Vais à farmácia
e compras lágrimas
Vais à farmácia e compras lágrimas.
Estás a gozar.
Chegas lá e pedes lágrimas, os teus olhos estão muito secos, isso faz-te mal.
Tenho em casa soro fisiológico, é o que costumo usar.
Compra lágrimas, o soro só seca ainda mais.
Estás a gozar.
As lágrimas têm mais do que água, têm gordura, têm outras coisas.
Tem lágrimas?
Que marca quer?
Não sabia que se podia comprar lágrimas. Na fotografia do Man Ray,
aquelas cinco lágrimas perfeitas parece que vão ficar ali, redondas e
imóveis para sempre, que não vão nunca escorregar pelo rosto como
acontece às pessoas que não têm aquelas feições perfeitas. Lágrimas que
estão ali para brilhar, fazem parte daquele olhar indecifrável. Está
triste? Está enfadada? Está a sonhar acordada? Está apenas a posar para a
fotografia perfeita?
E há aquele poema do António Gedeão, a Lágrima de Preta:
Nem sinais de negro,
nem vestígios de ódio.
Água (quase tudo)
e cloreto de sódio.
Mas há mais na lágrima do que o cloreto de sódio que a deixa salgada.
Comprei uma de produção nacional. É um frasquinho conta-gotas,
aperta-se ligeiramente para só soltar uma gota, depois arde um pouco em
contacto com aqueles tecidos delicados e finalmente sente-se um pouco de
alívio, os olhos já não secos, um pouco mais confortáveis, sem aquela
secura que é como se fossem picos que não nos deixam ler nem olhar em
volta e que fazem ter medo de complicações, e que esfregamos sem saber
se uma pestana entrou por ali ou se é outra coisa, com os olhos não se
brinca.
Num dia de ventania, entrou-me uma limalha de ferro num olho e
tiraram-ma no hospital. Estranhíssimo, uma minicirurgia com anestesia
local mas pela natureza da coisa estava a ver tudo o que se passava, a
agulha, as mãos do médico, tudo sem dor e depois um penso por um dia.

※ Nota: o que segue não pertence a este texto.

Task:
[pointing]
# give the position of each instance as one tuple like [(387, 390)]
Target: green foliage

As lágrimas que comprei são isto: hidroxipropilmetilcelulose a 2,5
mg/ml, após a abertura do frasco usar no prazo de 28 dias, diz o frasco.
Como quando receitaram aos meus filhos água do mar.
Vais à farmácia e compras água do mar para desentupir o nariz.
Estás a gozar, para isso vou à praia.
Está muito frio, um temporal, a criança tem febre, não podes levá-la à
praia nem pode mergulhar. Vais à farmácia e compras água do mar.
Mas é mesmo água do mar?
Purificada, esterilizada, água do mar.
Tem água do mar?
Que marca quer?
Aperta-se o frasco, em vez de tampa há uma espécie de borrifador que
atira água do mar pelas narinas e daí a um bocado estás a respirar. No
verão vai-se diretamente à praia, mas há menos narizes entupidos nessa
altura. Acho que há menos.
O problema com as lágrimas é que as identifico com sentimentos,
afetos, alegrias, desgostos, ou até uma cena pindérica num filme. ET phone home. A Canção com Lágrimas
do Adriano, poema de Manuel Alegre. De ir às lágrimas, diz-se. Comprar
lágrimas não é a mesma coisa que trazer da farmácia pastilhas para a
garganta. Agora ando sempre com um frasquinho na carteira, de vez em
quando os olhos começam a incomodar e dou-lhes uma gota a cada um. Ainda
não as provei, não sei se são salgadas.